Sunday, January 29, 2012

The search committee does not look like a solution

Presidential dialogue with political parties across the divide over the ways of holding free and fair general elections raised enormous hope among the people who want peaceful transfer of power. The hope, however, was dashed first as the president did not heed the idea of restoration of a non-party, caretaker government for conducting the polls — an idea that most of the political parties, again on both sides of the political divide, put forward. The president eventually came up with the government idea of forming a ‘search committee’ to find out non-partisan people to constitute the next Election Commission to preside over the polls without any bias for or against any contender for state power.

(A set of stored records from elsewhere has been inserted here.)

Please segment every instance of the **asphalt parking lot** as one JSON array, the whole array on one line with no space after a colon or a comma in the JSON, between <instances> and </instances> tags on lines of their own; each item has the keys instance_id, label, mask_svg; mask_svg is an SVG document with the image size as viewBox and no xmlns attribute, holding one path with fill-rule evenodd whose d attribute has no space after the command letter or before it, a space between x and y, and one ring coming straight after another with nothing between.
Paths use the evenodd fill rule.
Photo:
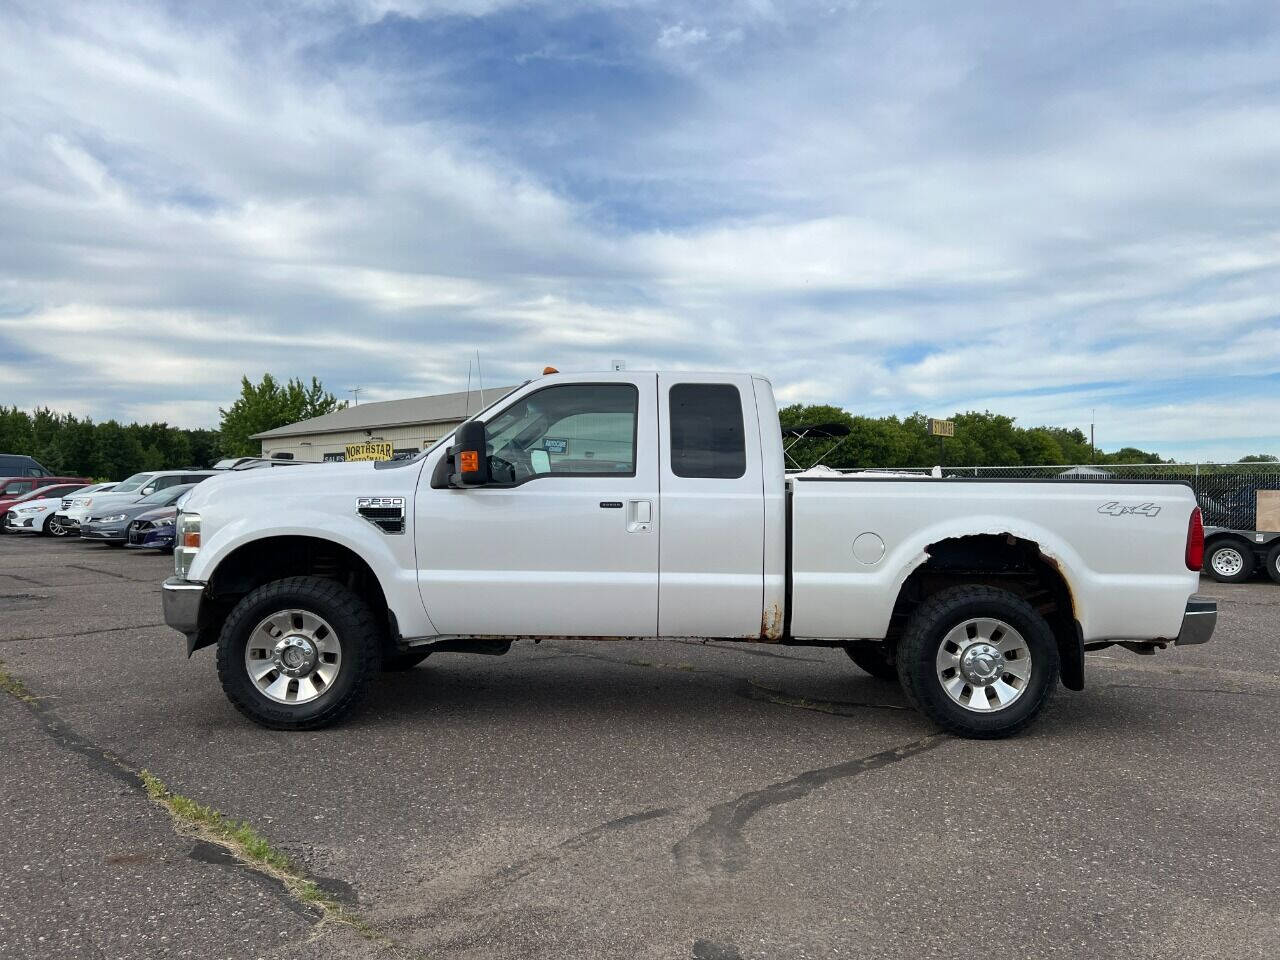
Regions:
<instances>
[{"instance_id":1,"label":"asphalt parking lot","mask_svg":"<svg viewBox=\"0 0 1280 960\"><path fill-rule=\"evenodd\" d=\"M935 733L839 651L517 644L260 729L161 622L170 559L0 537L0 956L1280 954L1280 587L1091 655L1026 735ZM19 686L20 684L20 686ZM251 823L360 926L176 828Z\"/></svg>"}]
</instances>

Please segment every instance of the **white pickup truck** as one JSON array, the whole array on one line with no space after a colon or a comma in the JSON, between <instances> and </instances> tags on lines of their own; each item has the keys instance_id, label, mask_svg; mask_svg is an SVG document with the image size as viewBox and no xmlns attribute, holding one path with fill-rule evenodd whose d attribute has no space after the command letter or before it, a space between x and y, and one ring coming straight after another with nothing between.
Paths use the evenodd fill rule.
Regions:
<instances>
[{"instance_id":1,"label":"white pickup truck","mask_svg":"<svg viewBox=\"0 0 1280 960\"><path fill-rule=\"evenodd\" d=\"M1181 483L787 475L767 380L554 371L412 460L213 477L165 620L309 729L380 669L548 637L842 647L941 727L1007 736L1084 651L1203 643Z\"/></svg>"}]
</instances>

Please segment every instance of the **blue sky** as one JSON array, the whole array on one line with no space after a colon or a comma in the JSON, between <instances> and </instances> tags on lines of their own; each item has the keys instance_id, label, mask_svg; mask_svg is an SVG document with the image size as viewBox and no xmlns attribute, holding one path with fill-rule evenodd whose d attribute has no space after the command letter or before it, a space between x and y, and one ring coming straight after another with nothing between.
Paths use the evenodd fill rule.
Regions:
<instances>
[{"instance_id":1,"label":"blue sky","mask_svg":"<svg viewBox=\"0 0 1280 960\"><path fill-rule=\"evenodd\" d=\"M0 404L624 360L1280 454L1274 3L0 0Z\"/></svg>"}]
</instances>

This is, indeed, an ideal solution for an ideal democratic political atmosphere, particularly for those, like New Age, who do not believe in the running of the affairs of the state by any unelected body even for a while. But, unfortunately, the political parties and authorities managing the state since independence have not contributed, intentionally or unintentionally, towards the creation of that ideal, democratic political environment. Subsequently, the political parties of the ruling class, let alone those who find the ruling class inherently undemocratic, do not trust each other’s neutrality in conducting the polls. But the president, who is expected to function as a symbol of unity of the state, went ahead with the incumbents, ignoring their political rivals.

After the four-member ‘search committee’ was officially announced, the hope of the peace-loving people, however, was dashed again because of the composition of the search body. The New Age report on Saturday, ‘Who’s who in the search committee,’ reveals that most members of the body either have a partisan background identified with the ruling Awami League or the identity of being a ‘victim’ of being the incumbents’ political rival Bangladesh Nationalist Party. None of the identities promise party-neutrality in choosing the members of the next Election Commission, one of the most vital bodies in conducting general elections with non-partisan attitude.

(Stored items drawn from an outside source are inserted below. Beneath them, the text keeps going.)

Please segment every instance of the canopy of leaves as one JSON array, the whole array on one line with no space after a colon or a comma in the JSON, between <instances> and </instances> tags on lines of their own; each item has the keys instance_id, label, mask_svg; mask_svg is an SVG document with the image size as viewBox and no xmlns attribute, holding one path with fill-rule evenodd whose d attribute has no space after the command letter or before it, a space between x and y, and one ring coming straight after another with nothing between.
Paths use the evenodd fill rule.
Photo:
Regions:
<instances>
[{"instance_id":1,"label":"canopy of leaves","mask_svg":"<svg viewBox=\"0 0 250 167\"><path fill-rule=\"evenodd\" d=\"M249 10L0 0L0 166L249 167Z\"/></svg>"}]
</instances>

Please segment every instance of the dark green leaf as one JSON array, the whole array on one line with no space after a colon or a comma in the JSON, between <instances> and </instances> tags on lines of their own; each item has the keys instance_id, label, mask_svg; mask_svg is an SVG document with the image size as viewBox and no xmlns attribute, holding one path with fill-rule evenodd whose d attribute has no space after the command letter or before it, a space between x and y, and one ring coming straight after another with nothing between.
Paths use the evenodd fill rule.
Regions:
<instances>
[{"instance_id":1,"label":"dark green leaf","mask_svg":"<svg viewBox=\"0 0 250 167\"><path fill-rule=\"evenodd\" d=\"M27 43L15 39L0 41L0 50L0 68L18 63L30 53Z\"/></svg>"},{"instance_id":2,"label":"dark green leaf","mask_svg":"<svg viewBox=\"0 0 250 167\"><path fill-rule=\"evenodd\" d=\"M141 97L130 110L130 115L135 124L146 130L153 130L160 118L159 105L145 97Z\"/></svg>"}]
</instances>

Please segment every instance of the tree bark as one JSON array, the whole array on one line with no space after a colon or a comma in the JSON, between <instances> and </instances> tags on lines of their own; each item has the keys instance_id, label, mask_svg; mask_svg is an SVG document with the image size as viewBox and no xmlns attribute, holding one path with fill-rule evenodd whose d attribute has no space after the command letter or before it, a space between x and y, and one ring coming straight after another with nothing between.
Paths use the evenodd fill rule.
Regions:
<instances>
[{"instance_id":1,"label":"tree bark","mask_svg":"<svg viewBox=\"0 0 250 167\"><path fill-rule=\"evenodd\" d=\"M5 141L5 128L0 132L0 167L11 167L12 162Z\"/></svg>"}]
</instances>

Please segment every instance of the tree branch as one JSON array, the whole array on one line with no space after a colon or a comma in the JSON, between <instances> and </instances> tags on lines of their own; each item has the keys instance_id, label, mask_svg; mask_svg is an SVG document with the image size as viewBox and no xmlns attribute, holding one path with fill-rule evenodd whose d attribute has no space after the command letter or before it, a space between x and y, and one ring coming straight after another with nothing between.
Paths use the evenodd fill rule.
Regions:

The head of the committee, Justice Syed Mahmud Hossain, had reportedly served the Awami League government during its 1996–2001 tenure as a deputy attorney general. He was appointed a High Court judge in February 2001 when the Awami League was in power. He was elevated to the Appellate Division in February 2011. Justice Md Nuruzzaman, a member of the search committee, had been elected general secretary and president of the Dhaka Bar Association from the Awami League-supported panel. He was appointed a deputy attorney general immediately after the Awami League had assumed office on January 6, 2009. He was appointed a High Court judge in June 2009.

Another member, AT Ahmedul Huq Choudhury, was appointed chairman of the Public Service Commission by the incumbents in November 2011. A former inspector general of police, Ahmedul was forced into retirement by the BNP government in 2001 on charge of his participation in Janatar Mancha, a platform of professionals that the BNP claims to have helped unceremoniously in overthrowing its government in 1996. Ahmed Ataul Hakeem, another member of the committee, was appointed the comptroller and auditor general in February 2008 by a military-driven government.

Those who have the idea of the level of mistrust between the two rival political camps led by the Awami League and the BNP could have no reason to believe that the latter would accept the commission chosen by the search committee in question. So, the problems regarding peaceful transformation of power remain. The president, if really willing, needs to make fresh attempts to save the country from the emerging political conflicts that the country would confront in the near future.